Defense

Russia’s space chief says hacking satellites ‘a cause for war’

Yet Dmitry Rogozin denied a report that a cyber group had shut down satellite operations.

Dmitry Rogozin walks in Baikonur airport.

A top Russian space official said any cyber attacks on the country’s satellites would be considered “a cause for war,” while denying that a control center had been taken down by hackers.

The warning followed claims by a group of hackers that it shut down the satellite operations of Roscosmos, Russia’s civilian space agency.

While the claim has not been verified, it raises the prospect that the war in Ukraine could not only spill over Europe’s borders but also the global lifeline of military and civilian space systems orbiting the Earth, which national security officials have been warning are increasingly vulnerable to cyber attacks.

“If you get to a point where you are hitting critical systems, you risk escalation,” said Chris Painter, the former top government coordinator for cyber policy.

For example, he said “blinding nuclear command and control or early warning satellites could be very destabilizing.”

But he also said he has been a bit surprised that cyber attacks have not featured more prominently in the week-old Ukraine conflict.

“They haven’t played the role people thought they would,” he said in an interview. “We may see more of it in the coming days.”

The purported attack on Roscosmos definitely got the attention of leaders in Moscow when hackers asserted they were able to interrupt access to satellites images.

“The Russian Space Agency sure does love their satellite imaging,” the anonymous NB65 wrote late Tuesday. “Better yet, they sure do love their Vehicle Monitoring System.”

It went on to claim that the system’s “credentials were rotated and the server is shut down.”

But officially Russia dismissed such claims.

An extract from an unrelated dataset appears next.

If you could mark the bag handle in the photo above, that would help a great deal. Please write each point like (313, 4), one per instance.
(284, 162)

“The information of these scammers and petty swindlers is not true,” Roscosmos chief Dmitry Rogozin tweeted on Wednesday. “All our space activity control centers are operating normally.”

Then, in an interview with the Interfax news agency, Rogozin also warned that “offlining the satellites of any country is actually a casus belli, a cause for war,” Reuters reported.

But military officials have long seen the cyber threat to military and civilian space systems as another front; the U.S. Space Force, for example, warned last year that satellites get hacked on nearly a daily basis.

“That’s probably one of the biggest potential exposed flanks,” Col. Benjamin Ogden, the space operations officer at the Army War College, said at a symposium on Wednesday hosted by the International Institute for Strategic Studies.

He cited the wide-ranging reliance on satellite communications and other services for the civilian population as well as military forces.

“When you start adding commercial companies that are now contributing to this data — this aggregation of data, passing of data — it is no longer held behind military closed doors,” he said. “It’s kind of now more public, if you will. So people who have cyber capabilities can tap into this and do some significant damage.”

On Monday, U.S. satellite communications company Viasat said it was investigating a partial outage on its European KA-SAT network that it suspects may have been the result of a cyber attack.